Marius was asleep when the English sergeant and the French plainclothes man flashed their electric torches on him. He tried to jump clear of the light. One light winked out, but the other followed him like a staring eye and his feet were caught in the sleeping bag and he knew he was helpless. He pulled himself half out of the bag and leaned back on his elbows.
A voice said in English, “It’s him, all right.”
Marius took a deep gulp of air and tried again to get his head free of the light; it was all he could see. The light followed him and he put his hand over his eyes.
The hidden voice spoke again, “Get up!”
There was nothing else to do. He crawled out of the bag and rose without a word, sat on the bench and put on his shoes. A hand holding his jacket stretched out into the beam of the torch. “You’ll need this too. You’re going places.”
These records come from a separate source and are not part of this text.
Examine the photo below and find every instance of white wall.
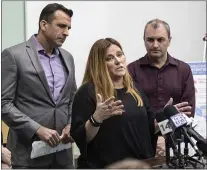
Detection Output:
[1,1,25,51]
[26,1,206,86]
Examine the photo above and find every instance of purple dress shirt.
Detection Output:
[128,54,195,116]
[33,36,67,103]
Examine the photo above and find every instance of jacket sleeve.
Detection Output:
[68,56,77,124]
[1,49,40,139]
[70,84,96,157]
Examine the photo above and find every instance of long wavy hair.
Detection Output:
[82,38,143,106]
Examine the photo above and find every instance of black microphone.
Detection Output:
[196,141,207,156]
[164,105,201,156]
[155,112,178,155]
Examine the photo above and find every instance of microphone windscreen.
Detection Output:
[155,111,167,123]
[164,105,179,119]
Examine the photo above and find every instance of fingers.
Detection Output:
[183,112,191,115]
[96,94,103,104]
[104,96,115,105]
[165,97,173,106]
[46,130,60,147]
[178,106,192,112]
[175,102,188,109]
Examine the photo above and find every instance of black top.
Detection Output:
[71,83,155,168]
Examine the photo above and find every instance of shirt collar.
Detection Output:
[140,53,178,66]
[32,34,59,55]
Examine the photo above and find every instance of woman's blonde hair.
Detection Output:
[82,38,143,106]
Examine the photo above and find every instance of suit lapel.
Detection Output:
[26,38,54,103]
[58,48,71,102]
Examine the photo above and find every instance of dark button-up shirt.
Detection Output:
[128,54,195,116]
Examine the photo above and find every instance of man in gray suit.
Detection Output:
[1,3,77,169]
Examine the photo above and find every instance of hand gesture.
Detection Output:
[93,94,124,123]
[1,146,11,167]
[60,125,74,144]
[36,126,60,147]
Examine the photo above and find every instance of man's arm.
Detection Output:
[1,49,40,139]
[180,66,195,117]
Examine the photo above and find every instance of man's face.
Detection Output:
[144,24,170,59]
[44,10,71,47]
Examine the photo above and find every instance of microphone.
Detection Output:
[155,111,178,155]
[164,105,201,156]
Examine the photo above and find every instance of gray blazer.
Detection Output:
[1,38,77,167]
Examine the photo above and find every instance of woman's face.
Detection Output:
[105,44,126,80]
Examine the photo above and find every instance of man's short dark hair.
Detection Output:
[144,19,171,39]
[39,3,73,30]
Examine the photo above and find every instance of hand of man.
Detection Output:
[156,136,165,156]
[165,98,192,116]
[1,146,11,167]
[36,126,60,147]
[60,125,74,144]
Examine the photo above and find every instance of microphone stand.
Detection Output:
[184,136,189,166]
[165,138,170,167]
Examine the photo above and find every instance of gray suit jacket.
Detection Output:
[1,38,76,167]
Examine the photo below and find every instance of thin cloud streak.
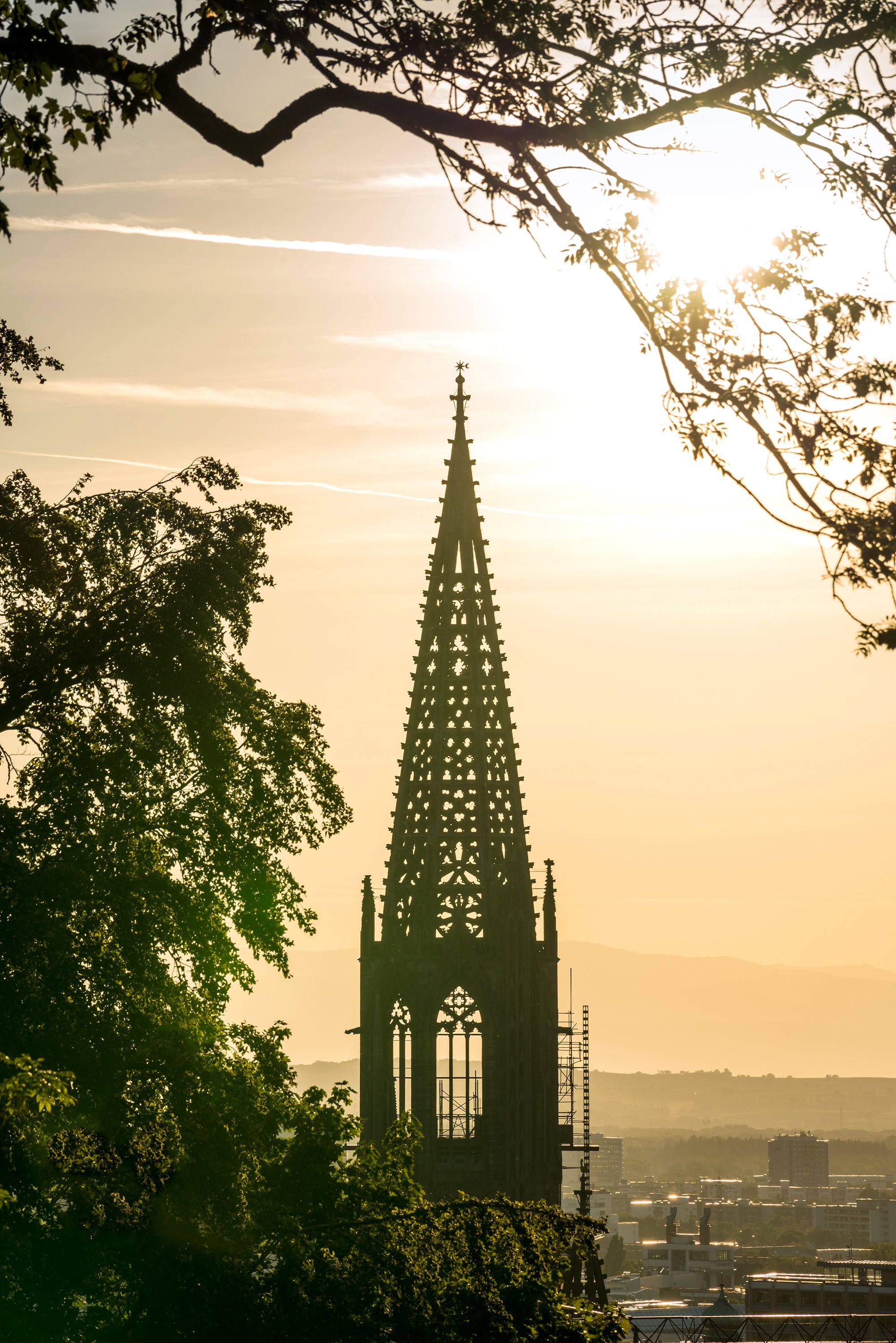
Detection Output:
[0,447,606,522]
[42,379,405,423]
[345,172,448,191]
[13,216,455,261]
[7,177,276,196]
[329,331,516,356]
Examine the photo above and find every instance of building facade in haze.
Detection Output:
[360,365,561,1203]
[591,1133,623,1188]
[768,1133,827,1186]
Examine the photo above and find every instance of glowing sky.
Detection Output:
[0,44,896,1037]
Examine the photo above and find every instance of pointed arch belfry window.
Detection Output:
[390,998,411,1115]
[435,985,482,1139]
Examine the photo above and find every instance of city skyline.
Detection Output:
[7,52,896,1003]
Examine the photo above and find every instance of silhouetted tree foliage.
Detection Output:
[0,459,622,1343]
[0,320,62,428]
[0,0,896,653]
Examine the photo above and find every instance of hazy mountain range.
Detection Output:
[231,942,896,1090]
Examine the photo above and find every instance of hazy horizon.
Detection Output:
[0,37,896,1068]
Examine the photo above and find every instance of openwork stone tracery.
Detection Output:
[360,369,560,1201]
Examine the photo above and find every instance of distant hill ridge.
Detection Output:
[230,942,896,1085]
He took the jacket. Then the light partially swung away from him, his pupils dilated in the semi-darkness and he was able to see the shadows of the men’s forms. The one in uniform looked big and tough. He was the one with the light. He was leaning with his back to the closed door and the light revolved slowly as he played it from his wrist.
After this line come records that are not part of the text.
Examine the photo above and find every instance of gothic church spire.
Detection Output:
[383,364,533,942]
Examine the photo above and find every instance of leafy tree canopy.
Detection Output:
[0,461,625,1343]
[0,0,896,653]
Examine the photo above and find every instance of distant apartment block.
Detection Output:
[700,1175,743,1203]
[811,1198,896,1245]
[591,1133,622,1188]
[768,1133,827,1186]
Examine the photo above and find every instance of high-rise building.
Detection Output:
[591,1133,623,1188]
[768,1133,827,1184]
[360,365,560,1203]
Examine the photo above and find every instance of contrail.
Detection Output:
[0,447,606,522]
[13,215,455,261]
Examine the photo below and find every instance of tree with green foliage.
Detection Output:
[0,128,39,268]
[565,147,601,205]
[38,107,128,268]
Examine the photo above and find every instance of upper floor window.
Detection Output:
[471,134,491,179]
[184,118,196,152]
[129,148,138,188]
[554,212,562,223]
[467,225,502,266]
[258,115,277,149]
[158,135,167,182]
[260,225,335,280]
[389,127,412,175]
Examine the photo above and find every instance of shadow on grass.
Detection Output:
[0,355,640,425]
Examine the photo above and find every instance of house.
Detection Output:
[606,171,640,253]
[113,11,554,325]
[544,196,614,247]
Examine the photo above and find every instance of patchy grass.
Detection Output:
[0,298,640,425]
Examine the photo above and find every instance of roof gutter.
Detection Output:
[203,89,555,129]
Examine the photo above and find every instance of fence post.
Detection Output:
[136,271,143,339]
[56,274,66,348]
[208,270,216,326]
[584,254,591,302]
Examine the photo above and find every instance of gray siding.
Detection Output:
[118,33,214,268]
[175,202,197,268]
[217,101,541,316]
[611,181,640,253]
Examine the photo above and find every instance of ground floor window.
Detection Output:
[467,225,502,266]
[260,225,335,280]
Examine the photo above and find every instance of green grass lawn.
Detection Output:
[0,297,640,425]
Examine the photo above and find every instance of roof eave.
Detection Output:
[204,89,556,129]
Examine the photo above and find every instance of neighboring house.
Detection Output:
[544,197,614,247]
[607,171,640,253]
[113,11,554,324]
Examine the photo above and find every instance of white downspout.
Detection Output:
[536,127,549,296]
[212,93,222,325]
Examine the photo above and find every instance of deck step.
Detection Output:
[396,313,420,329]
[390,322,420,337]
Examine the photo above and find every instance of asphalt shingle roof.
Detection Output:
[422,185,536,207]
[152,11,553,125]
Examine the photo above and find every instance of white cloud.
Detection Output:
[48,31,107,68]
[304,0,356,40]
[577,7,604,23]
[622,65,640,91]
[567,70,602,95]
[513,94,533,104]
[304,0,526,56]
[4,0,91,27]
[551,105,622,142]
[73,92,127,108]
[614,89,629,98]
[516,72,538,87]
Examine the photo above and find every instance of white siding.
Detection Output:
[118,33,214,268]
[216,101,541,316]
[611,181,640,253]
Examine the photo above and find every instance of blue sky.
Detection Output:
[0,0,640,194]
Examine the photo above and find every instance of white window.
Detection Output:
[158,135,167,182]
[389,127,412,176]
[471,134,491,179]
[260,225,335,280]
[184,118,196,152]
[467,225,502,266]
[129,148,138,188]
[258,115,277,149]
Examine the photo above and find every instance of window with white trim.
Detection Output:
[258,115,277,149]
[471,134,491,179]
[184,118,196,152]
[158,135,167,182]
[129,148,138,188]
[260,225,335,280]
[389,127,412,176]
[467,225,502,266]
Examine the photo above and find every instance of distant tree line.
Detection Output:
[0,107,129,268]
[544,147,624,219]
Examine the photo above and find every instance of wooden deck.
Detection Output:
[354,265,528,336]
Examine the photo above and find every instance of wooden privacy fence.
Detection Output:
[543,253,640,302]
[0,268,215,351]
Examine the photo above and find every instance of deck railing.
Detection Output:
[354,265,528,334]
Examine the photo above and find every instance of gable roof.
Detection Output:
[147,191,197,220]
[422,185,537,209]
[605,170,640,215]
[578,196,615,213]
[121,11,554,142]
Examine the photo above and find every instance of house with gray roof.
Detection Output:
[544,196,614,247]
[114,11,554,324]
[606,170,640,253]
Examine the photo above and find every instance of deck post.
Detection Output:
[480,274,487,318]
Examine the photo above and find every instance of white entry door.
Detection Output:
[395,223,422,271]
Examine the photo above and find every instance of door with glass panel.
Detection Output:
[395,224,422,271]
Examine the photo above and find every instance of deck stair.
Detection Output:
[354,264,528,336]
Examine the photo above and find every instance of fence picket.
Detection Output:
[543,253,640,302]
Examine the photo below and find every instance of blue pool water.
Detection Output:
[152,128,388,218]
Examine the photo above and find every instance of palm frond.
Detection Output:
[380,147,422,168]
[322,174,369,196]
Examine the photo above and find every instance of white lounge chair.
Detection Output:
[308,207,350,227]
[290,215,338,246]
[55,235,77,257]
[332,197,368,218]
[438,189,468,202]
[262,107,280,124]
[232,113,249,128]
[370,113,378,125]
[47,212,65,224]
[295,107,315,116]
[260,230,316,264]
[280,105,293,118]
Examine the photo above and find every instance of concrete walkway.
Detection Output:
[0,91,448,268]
Marius straightened and put on his hat. “What time is it?” he said.
He got no answer. He looked around and saw Labelle standing in the patch of moonlight thrown through the window.
“Don’t make trouble and you won’t be hurt,” Labelle said in French.
Marius stared at him. This was the last humiliation; one of his captors was French. When he reached the door the sergeant made a grab at his wrist, and before Marius knew what was happening, a handcuff was locked on it.
“Goddamn bastard!” Marius said.
He jerked his hand up to hit the sergeant, and the man’s arm lifted with it. Then slowly, easily, the sergeant pressed his arm down again. Labelle came up on the other side and took his other arm and with his free hand pulled the door open. They jerked him outside, and the moonlight flowed over the three of them. They stood there in a clear patch in the maple grove, Marius panting softly as he strained with both arms locked by the men on either side of him, his chest expanded with air. Then, as the men jerked him forward, he stumbled and nearly fell.
“Come on,” Labelle said. “You show some sense, eh?”
His eyes bright and angry in the moon, Marius scrambled to his feet. They walked through the shadows of the grove to the brink of the ridge, then down the path along the edge of the field. They were three tiny black smudges moving down the wide, moon-washed cloth of the hillside.